I've just listened to some recordings of Guilds, the musical I co-wrote (a working DVD, alas, hasn't yet reached me), and was at once reminded of several of the most satisfying aspects of writing a show. My writing, such as it is, came alive in a way that simply isn't possible with a book. I would send off fresh lyrics to the show's composer, and in return would receive a recording of a new song. The characters, previously existing only in our imaginations, took on a life of their own when the roles were filled by real actors, most of them close friends. Being among the cast/crew and seeing how much joy the show was obviously bringing them. Watching audiences being entertained, laughing (in most of the right places...) and applauding.

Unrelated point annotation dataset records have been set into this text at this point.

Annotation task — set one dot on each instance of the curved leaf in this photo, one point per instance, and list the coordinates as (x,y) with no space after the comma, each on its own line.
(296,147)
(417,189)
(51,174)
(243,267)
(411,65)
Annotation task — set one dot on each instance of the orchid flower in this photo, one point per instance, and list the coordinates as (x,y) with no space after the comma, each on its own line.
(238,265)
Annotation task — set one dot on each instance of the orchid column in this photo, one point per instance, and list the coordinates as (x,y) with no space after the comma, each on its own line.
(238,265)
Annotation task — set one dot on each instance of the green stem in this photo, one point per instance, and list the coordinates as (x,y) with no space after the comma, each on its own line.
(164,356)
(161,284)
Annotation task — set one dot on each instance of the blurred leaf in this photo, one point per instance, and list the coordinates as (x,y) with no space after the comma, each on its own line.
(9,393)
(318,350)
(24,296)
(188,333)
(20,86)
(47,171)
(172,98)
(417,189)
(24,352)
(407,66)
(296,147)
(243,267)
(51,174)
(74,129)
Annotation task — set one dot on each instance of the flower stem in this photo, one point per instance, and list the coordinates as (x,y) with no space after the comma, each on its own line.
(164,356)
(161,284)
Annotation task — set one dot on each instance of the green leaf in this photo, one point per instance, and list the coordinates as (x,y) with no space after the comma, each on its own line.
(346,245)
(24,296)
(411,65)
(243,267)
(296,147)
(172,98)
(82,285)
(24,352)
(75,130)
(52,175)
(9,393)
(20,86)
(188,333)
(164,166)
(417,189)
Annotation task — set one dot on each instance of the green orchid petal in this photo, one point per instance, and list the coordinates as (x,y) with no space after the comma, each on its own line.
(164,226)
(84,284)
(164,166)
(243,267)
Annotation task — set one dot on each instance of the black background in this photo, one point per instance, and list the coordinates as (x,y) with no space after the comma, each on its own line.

None of these happens to an author, at least until he gets so famous that his work is adapted for the screen or stage - hardly something to assume will happen!
Why throw that away and write a book instead? Why confine myself into one of the most solitary processes possible? Several reasons. The first is purely pragmatic; when I'd decided to start writing again, my previous collaborator was not available, and I wasn't desirous of trying to find another and trying to develop a similar rapport. Second, I'd found that the plot and dialogue had come much more naturally to me than the lyrics, and while I believe that my lyrics show a strong degree of craftsmanship, they lack somewhat in emotional clout. I can do 'clever' a lot better than I can do 'sincere', and that is a limitation indeed for a lyricist. I want to try a different medium, and see if I am more suited to writing in it. I'm not a huge fan of straight theatre, so it was either through-composed opera (probably something like Britten) or a novel. Opera librettists are unquestionably second-class citizens, and I fancied finding an appropriate composer even less than for musicals. So a novel it is.
My writing style is increasingly turning out like early Pratchett, but without the fantasy. While pleasing, and a little unsurprsiing, this worries me, because early Pratchett used the fantasy to drive the plot and to provide interesting situations for his strong characters to deal with in a decidedly non-fantastic manner. His later work is more character-driven, but still retains the complexity of plot and setting afforded by his rich fantasy world. Guilds, if anything, fitted this mould better - it had real characters in a ridiculous setting that was self-consistent and fully real to its inhabitants, and a lot of the (plot-driven) show's freshness derived directly from its setting - this aspect of the show is one that I think we did very well indeed. Leaves of plausibility floating on a lake of silliness. Upbeat worries me because it is, if anything, too real - it is a very mundane setting and the plot is, frankly, uninspired. I think the characters are strong and the story a good one, and I think the book will be funny, but I'm worried that the plot and setting are insufficiently interesting to provide a good enough backdrop to a character-driven novel. Having realistic characters is essential for any writing, and the interest must ultimately derive from them. I worry that I'm turning away from the most successful aspect of my one previous project.
(On a side note, I find the Discworld novels are relying less and less on the fantasy, and there are times now when the fantasy actually gets in the way - pretty much all the fantasy (setting excpeted) in Making Money could be cut without harming the book, except for the Deus Ex Machina golden golems. Not his best.)
Perhaps the solution to this is to keep the characters and the basic story, but dump the orchestra tour and move the story somewhere more interesting. One of the strengths of the project so far is in making humour from the extremely mundane (the edited stuff does this better than the blog posts!), but this is possible in pretty much any setting.